CAPE Chemistry Unit 1 May/June 2025 Paper 2, Past Paper Solution Question 3

Added: 2026-05-14

[00:00:08]Welcome back to Chem Exam explained where the aim is chemistry clarity exam mastery. In this video we will be looking at Cape Chemistry paper 2 unit 1 module 3 2025.

[00:00:20]Let's go.

[00:00:22]Three part A. Table three shows the variation in some physical properties of group four elements. Now all we are required to do is to look at the table and observe the trends and then describe what each of the following trend is saying. So part one describe the trend in each of the following electrical conductivity from silicon to lead. So in looking at silicon to lead in electrical conductivity we're observing the trend here.
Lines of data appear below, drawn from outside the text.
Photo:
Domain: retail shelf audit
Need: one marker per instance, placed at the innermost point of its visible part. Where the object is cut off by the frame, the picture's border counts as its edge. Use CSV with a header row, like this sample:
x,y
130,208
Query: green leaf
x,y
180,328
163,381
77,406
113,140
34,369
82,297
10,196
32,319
And so you can see that from that trend electrical conductivity increases from silicon to tin then decreases from tin to lead.

[00:01:10]The melting point from silicon to lead.

[00:01:14]Again you come here in the table and you look at the melting point from silicon to lead and you can see that the melting point decreases from silicon to tin then increases from tin to lead. That is all the question is asking you for to to describe what you're seeing with respect to the trend.

[00:01:39]3A part two account for the variation in melting point from carbon to tin in terms of structure and bonding. Well, carbon has giant atomic structure where the carbon atoms are bonded covealently giving the structure a high melting point. So this is this is strong atomic or strong giant atomic bonds and these bonds are very strong and therefore the melting point would be very high there.

[00:02:11]Going from silicon to germanmanium these are metaloids and these have larger atomic radi with weaker bonds. Now if you have larger atomic radi your bond length increases which makes the bond weaker and thus lower melting point.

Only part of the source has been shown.